Negotiating Queer Identity and Otherness in Mainstream Cinema
This text is a summary of my thesis, "Found in Translation," for the Art Education program at Aalto University.

My thesis examines the relationship between gay culture and mainstream cinema from two perspectives: identification and othering. In the context of my thesis, identification refers to the way gay men identify with female characters in films. Othering, on the other hand, deals with how homosexuality is equated — through an external, homophobic gaze — with monsters in horror films.

In my text, homosexuality is caught between two different interpretations: as a self-defined identity and as a characteristic reified by the outside gaze. These perspectives form two sides of a coin, wherein different audiences use and interpret the content of visual culture from their own, often contradictory starting points.
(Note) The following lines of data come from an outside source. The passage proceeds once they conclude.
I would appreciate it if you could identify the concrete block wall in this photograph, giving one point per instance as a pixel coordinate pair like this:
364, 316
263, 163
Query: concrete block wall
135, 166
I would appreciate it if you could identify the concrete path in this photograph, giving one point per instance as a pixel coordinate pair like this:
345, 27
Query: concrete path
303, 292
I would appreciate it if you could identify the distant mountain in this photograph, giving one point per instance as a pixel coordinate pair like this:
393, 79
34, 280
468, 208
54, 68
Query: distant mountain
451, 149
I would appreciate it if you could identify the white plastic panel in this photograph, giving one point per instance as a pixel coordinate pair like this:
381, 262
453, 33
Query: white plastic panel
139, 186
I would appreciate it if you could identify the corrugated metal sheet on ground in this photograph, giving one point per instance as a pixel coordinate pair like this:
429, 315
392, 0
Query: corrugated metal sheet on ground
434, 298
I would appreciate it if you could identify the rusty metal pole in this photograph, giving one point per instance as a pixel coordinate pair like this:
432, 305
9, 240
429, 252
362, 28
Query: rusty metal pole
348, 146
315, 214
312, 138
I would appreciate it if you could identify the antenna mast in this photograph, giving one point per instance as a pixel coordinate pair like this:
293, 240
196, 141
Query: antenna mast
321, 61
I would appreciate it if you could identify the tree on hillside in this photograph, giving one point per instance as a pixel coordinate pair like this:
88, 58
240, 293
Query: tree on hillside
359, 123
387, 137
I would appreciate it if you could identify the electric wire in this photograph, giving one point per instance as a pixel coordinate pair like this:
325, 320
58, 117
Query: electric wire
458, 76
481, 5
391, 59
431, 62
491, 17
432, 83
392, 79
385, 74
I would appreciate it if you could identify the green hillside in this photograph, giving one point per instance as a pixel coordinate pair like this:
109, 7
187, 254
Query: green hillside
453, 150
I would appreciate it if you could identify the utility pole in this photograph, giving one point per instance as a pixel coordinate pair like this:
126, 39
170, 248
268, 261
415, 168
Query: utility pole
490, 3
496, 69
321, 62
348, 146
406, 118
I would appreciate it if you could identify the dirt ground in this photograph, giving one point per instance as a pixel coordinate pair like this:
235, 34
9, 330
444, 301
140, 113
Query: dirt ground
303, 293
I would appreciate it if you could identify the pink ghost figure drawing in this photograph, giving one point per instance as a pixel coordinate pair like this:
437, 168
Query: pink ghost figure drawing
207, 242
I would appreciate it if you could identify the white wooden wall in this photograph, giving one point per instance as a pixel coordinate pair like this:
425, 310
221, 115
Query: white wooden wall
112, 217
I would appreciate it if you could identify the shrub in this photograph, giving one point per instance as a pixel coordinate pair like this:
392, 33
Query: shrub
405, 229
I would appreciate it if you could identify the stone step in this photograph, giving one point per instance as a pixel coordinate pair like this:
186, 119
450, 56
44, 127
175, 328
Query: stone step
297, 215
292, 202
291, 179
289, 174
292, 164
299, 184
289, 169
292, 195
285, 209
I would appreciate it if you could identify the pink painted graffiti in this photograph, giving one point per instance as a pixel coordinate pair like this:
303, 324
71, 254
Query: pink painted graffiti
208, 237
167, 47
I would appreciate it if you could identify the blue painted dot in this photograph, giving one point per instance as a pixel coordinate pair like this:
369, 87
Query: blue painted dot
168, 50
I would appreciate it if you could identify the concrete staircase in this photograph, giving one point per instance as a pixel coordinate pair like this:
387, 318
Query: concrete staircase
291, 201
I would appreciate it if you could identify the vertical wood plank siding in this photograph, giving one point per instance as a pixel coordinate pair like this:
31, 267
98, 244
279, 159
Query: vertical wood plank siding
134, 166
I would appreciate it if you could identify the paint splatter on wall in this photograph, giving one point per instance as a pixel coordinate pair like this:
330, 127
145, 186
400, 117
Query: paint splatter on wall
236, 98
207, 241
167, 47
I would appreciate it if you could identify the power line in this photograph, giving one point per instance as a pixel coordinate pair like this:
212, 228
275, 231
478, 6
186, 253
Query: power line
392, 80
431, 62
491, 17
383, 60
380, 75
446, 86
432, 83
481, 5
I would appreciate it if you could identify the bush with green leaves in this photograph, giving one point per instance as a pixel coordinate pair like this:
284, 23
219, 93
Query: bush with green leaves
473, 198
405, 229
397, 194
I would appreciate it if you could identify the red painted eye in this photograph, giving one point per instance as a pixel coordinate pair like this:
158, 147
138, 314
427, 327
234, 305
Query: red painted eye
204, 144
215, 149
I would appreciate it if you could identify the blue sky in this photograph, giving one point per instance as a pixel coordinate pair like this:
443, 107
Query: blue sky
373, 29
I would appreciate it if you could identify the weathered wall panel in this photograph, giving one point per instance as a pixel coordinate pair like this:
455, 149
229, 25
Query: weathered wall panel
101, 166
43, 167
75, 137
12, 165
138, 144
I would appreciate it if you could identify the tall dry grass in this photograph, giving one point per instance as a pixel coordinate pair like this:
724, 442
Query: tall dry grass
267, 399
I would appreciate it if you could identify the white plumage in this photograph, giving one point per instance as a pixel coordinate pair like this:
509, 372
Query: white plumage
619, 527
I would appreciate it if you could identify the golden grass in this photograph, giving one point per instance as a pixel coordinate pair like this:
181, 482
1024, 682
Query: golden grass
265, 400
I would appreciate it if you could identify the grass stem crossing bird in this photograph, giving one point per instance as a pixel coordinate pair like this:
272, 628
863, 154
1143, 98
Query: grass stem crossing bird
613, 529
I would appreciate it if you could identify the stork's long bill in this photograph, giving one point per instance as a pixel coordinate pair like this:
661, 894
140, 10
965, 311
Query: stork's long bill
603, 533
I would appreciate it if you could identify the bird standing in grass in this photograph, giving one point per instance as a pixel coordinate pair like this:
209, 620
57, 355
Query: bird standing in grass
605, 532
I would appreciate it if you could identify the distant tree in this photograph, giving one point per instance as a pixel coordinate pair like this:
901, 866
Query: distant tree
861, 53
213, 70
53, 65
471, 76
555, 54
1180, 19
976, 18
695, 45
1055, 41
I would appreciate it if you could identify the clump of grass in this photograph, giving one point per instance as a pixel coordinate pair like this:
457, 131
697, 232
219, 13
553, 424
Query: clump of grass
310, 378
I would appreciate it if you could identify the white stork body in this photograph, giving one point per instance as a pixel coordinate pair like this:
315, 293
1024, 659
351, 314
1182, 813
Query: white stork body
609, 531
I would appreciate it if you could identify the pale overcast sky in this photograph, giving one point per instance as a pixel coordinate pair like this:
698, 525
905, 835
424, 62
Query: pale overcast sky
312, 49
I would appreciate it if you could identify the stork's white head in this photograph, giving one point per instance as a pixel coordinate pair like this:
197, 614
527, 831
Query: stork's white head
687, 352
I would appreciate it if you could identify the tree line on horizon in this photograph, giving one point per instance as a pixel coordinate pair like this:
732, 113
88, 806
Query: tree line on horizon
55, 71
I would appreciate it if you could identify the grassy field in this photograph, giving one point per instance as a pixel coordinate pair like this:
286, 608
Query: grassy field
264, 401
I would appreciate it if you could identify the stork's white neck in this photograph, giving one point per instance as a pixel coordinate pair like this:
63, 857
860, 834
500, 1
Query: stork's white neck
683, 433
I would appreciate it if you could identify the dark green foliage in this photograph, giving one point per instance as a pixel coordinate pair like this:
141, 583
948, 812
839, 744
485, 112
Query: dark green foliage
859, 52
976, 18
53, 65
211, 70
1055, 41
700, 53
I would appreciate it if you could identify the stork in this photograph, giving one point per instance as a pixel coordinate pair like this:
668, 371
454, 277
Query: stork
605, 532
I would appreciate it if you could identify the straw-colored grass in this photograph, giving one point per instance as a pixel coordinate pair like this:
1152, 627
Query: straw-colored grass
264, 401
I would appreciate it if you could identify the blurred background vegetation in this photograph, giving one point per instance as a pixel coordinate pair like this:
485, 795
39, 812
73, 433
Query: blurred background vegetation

The title of my thesis refers to how gay men, like other minorities, may have to seek points of identification within mainstream representations that were not initially intended for them. The surface of identification can be found, as it were, by "translating" the codes of mainstream culture to serve one's own purposes, "into one's own language."
Manipulated image of Sharon Stone as Catherine Tramell in the movie Basic Instinct.
Catherine Tramell (Sharon Stone) in Basic Instinct (1992).
The research consists of two complementary essays. The first essay, "Femme Fatale—a Gay Man in a Woman's Body," addresses the widely recognized phenomenon of gay men identifying with women and female characters. I explore this topic through film noir's classic femme fatale character and through aesthetic styles associated with gay culture, such as camp.

Othering is explored through the portrayal of monsters in horror films in the essay "Monsters and Queers — How to Read Bodies." The starting point of this text is Harry M. Benshoff's idea of monsters as metaphors for homosexuality. Heteronormative audiences project their fears and anxieties onto monsters and homosexuals, thereby maintaining notions of normalcy and abnormality, as well as health and sickness.

The theoretical framework of my text relies on queer and feminist film studies. Critical perspectives are provided by works such as Eve Kosofsky Sedgwick's "Epistemology of the Closet" (1990), Alexander Doty's "Making Things Perfectly Queer" (1993), Harry M. Benshoff's "Monsters in the Closet" (1997), and Richard Dyer's "The Culture of Queers" (2002).

My thesis contains autoethnographic elements. My personal childhood and adolescent experiences influence both the research approach and the selection of materials.

The research addresses visual culture and its impact on individual and collective identities.